“How About The ‘Congress Does It’s Job’ Plan”: In The Midst Of Crises, Chaos Grips Congress
I’d thought about creating some kind of flow chart to capture ongoing developments in Capitol Hill, but quickly gave up. As Jonathan Cohn noted, it would have simply been too messy.
By my count, no less than four separate conversations are taking place right now: The White House is talking to House Republicans and, separately, it to Senate Republicans. In the Senate, moderate Republicans are talking to the Democratic leadership. In the House, Republicans from the party’s extreme wing are talking to Republicans from the not-so-extreme wing, all under the watchful eye of the caucus leaders.
And that’s just the official dialogue. Staff and outside interest groups are talking amongst themselves. The subject of these talks include myriad variations on how to write a bill reopening the government and giving it new borrowing authority, for different durations of time and under different conditions — or no conditions at all.
That ought to clear things up, right?
It’s been nearly two weeks since congressional Republicans shut down the government, and we’re just days from a debt-ceiling calamity, suggesting policymakers should theoretically be working towards some kind of resolution. But while there was a flurry of activity yesterday, it was largely a lot of sound and fury signifying nothing.
House Republicans, for example, thought they’d presented the White House with a credible offer: Congress would temporarily raise the debt ceiling, the government would remain closed, Democrats would accept Medicare and/or Social Security cuts, and the severity of the sequestration cuts that neither party likes would be eased. President Obama declared this a joke, told House GOP leaders he could probably get a better offer from Senate Republicans, and so dejected House members promptly left Capitol Hill yesterday.

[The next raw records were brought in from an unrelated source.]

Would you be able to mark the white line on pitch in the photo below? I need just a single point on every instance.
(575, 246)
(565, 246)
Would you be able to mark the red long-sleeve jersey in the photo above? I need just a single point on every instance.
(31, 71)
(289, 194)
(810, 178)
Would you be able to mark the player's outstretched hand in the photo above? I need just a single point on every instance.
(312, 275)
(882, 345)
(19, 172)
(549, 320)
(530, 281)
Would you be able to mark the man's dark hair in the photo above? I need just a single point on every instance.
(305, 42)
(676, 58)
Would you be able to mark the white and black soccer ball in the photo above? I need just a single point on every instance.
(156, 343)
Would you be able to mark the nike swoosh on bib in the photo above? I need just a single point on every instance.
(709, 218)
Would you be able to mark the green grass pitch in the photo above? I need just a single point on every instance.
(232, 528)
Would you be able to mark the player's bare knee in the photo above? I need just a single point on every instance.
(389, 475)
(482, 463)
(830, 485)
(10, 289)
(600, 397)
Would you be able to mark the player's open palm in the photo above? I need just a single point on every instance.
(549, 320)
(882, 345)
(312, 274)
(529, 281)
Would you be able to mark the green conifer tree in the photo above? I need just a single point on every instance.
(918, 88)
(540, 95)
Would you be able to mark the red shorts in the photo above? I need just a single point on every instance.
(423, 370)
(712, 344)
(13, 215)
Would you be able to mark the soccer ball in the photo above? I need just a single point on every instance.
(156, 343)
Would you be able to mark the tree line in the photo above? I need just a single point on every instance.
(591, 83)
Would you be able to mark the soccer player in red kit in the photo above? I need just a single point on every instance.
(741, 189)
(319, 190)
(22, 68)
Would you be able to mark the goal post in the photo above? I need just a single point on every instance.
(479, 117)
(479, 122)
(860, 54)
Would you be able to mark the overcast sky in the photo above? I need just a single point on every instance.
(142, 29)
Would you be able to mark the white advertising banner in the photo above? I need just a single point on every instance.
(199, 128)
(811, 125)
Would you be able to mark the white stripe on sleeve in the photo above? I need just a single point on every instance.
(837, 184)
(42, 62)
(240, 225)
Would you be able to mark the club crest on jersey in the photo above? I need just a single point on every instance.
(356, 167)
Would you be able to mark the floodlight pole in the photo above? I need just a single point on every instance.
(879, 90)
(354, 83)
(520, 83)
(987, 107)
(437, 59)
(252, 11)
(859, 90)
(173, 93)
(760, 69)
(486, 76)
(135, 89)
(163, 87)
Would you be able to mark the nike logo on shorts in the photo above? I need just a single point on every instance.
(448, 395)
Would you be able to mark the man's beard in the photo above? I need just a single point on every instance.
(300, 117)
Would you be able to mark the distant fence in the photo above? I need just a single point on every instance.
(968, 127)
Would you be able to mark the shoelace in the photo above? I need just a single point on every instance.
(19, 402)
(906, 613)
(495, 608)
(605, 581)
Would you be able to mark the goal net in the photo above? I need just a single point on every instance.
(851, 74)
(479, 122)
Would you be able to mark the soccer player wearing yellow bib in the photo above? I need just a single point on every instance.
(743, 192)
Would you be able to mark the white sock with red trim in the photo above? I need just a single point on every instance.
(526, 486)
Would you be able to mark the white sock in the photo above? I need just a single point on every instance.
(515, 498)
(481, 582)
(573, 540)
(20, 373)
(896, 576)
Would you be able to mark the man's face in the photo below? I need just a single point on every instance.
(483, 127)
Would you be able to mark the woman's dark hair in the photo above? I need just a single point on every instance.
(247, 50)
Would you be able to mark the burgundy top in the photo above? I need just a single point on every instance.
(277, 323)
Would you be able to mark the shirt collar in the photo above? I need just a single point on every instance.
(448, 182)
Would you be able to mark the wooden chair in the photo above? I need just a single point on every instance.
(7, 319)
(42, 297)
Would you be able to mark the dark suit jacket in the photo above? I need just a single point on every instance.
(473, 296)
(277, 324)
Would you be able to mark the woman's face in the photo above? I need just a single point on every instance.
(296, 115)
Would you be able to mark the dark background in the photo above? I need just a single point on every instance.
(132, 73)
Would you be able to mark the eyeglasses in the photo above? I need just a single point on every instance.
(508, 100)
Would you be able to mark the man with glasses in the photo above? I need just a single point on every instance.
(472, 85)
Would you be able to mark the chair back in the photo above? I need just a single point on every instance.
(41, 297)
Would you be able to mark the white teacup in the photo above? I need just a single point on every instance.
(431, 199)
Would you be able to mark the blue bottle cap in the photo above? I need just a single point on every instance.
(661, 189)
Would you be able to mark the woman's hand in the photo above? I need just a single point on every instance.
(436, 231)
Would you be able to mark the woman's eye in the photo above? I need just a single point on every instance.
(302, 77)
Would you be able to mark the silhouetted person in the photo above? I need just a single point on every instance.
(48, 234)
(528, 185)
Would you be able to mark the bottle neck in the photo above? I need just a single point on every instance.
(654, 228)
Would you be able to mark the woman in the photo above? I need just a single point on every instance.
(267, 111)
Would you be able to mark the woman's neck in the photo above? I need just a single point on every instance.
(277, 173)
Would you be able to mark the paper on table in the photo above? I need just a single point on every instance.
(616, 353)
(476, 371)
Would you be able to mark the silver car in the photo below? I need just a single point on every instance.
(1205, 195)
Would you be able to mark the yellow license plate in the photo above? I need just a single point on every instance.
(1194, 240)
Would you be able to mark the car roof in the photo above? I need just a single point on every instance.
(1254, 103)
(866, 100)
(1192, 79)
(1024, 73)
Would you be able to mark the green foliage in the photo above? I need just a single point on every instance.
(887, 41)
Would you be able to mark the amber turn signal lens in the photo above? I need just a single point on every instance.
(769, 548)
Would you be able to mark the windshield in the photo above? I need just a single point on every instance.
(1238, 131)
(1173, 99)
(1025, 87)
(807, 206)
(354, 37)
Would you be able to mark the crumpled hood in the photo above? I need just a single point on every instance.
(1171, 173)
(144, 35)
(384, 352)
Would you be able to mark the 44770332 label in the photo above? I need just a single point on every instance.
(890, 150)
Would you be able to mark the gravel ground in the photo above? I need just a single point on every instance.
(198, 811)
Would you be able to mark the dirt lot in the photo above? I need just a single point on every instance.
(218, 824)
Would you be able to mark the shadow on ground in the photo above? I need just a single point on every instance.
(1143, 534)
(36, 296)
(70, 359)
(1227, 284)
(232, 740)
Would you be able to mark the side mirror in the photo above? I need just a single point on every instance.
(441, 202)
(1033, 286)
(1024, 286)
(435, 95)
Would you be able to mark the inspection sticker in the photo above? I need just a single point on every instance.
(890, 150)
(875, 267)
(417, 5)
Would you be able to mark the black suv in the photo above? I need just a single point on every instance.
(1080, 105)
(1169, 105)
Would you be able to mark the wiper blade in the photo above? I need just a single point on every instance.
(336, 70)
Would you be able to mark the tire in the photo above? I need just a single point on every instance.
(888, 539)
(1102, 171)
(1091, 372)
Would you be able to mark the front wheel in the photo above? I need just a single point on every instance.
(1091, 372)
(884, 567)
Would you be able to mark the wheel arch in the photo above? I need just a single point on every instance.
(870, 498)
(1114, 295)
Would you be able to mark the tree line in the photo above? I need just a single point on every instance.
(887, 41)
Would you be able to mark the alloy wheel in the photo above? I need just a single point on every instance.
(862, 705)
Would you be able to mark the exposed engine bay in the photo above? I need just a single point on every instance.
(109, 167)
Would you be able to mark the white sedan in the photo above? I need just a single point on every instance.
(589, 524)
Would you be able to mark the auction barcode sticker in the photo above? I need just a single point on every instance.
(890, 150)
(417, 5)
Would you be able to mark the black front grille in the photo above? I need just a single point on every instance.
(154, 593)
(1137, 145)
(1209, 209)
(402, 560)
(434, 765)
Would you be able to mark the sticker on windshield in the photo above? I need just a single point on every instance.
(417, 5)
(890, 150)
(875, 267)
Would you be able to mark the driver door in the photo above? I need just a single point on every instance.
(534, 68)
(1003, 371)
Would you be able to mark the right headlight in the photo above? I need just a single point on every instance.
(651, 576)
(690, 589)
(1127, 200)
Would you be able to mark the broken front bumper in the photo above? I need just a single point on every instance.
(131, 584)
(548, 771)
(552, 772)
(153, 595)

Sen. Susan Collins (R-Maine), meanwhile, thought she too had come up with a solution: Congress would reopen the government for six months and raise the debt limit for a year. Democrats would have to accept sequestration levels and throw in a two-year delay of the medical-device tax in the Affordable Care Act, and in exchange, Republicans would concede nothing. Yesterday, Democrats rejected this as wholly unacceptable, too.
And as a practical matter, it doesn’t much matter that Dems didn’t like it, since House Republicans said they’d refuse to even vote on the Collins plan — a plan in which Republicans give up nothing except temporary hold on some hostages — even if the Senate approved it and even if House GOP leaders could tolerate it.
So what happens now?
With House members having given up, at least for now, talks are now underway between Senate Majority Leader Harry Reid (D-Nev.) and Senate Minority Leader Mitch McConnell (R-Ky.). What, if anything, they can expect to accomplish is unclear.
And even if they reached some sort of resolution, it may not matter, since House Republicans still appear to be in a sociopathic mood, and may simply reject anything that emerges from the upper chamber, no matter the consequences.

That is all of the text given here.